Table-1 also describes self-reported anthropometric measures and general health status among immigrant Pakistanis living in The Netherlands. Overweight and obesity prevalence was quite high in both men and women, though men reported higher prevalence of obesity than women. A significant proportion of women and men reported their health as being fair. Men reported higher prevalence of CVD 8 (7.2%), while women reported no CVD. There was higher prevalence of diabetes among men 23 (20.9%) as compared to women 3 (7.5%). The prevalence of hypertension among women was the same as men; though prevalence of hypercholesterolemia was higher among women 7 (17.5%) as compared to men 16 (14.4%). Smoking was more prevalent in men as compared to women.
In terms of fruits and vegetables, around half of the participants reported eating 100-200 grams of fruit daily (Table-2).

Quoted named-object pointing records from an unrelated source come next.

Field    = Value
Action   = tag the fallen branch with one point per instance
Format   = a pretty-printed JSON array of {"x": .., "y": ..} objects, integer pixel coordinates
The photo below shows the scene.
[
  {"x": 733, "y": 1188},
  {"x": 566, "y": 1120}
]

There were 64 (42.3%) participants who reported eating 50-100 grams of cooked/fried vegetables everyday while a smaller percentage 54 (35.3%) reported eating 50-100 grams of raw vegetables daily. Many participants 92 (60.9%) reported drinking 1-2 glasses of fruit juice every day and 33 (21.4%) participants also reported drinking more than 2 glasses of fruit juice every day (Table-2).
Figure-2 shows the intake of cereals, meat and dairy products, fish, tea with sugar and soft drinks with sugar.
There were 33 (22.6%) participants who reported use of wholemeal bread 5-7 days a week and 36 (24.2%) reported use of traditional wholemeal chapatti (unleavened bread) without fat every day. Chicken appears to be the most commonly used meat with majority of the population 140 (95.3%) eating it at least once per week. This is in contrast with consumption of lamb, beef or minced meat, where a large proportion reported eating these items less than once a week. Regarding dairy products, half of the participants reported drinking milk 5-7 days a week; also 42 (28.2%) participants reported using butter (as a spread on bread) 5-7 days a week. For fish, 112 (75.5%) participants reported eating it less than once a week. In all 89 (60%) participants reported drinking tea with sugar and soft drinks with sugar 1-2 days a week; 25 (17 %) participants reported drinking tea with sugar and soft drinks with sugar 5-7 days a week.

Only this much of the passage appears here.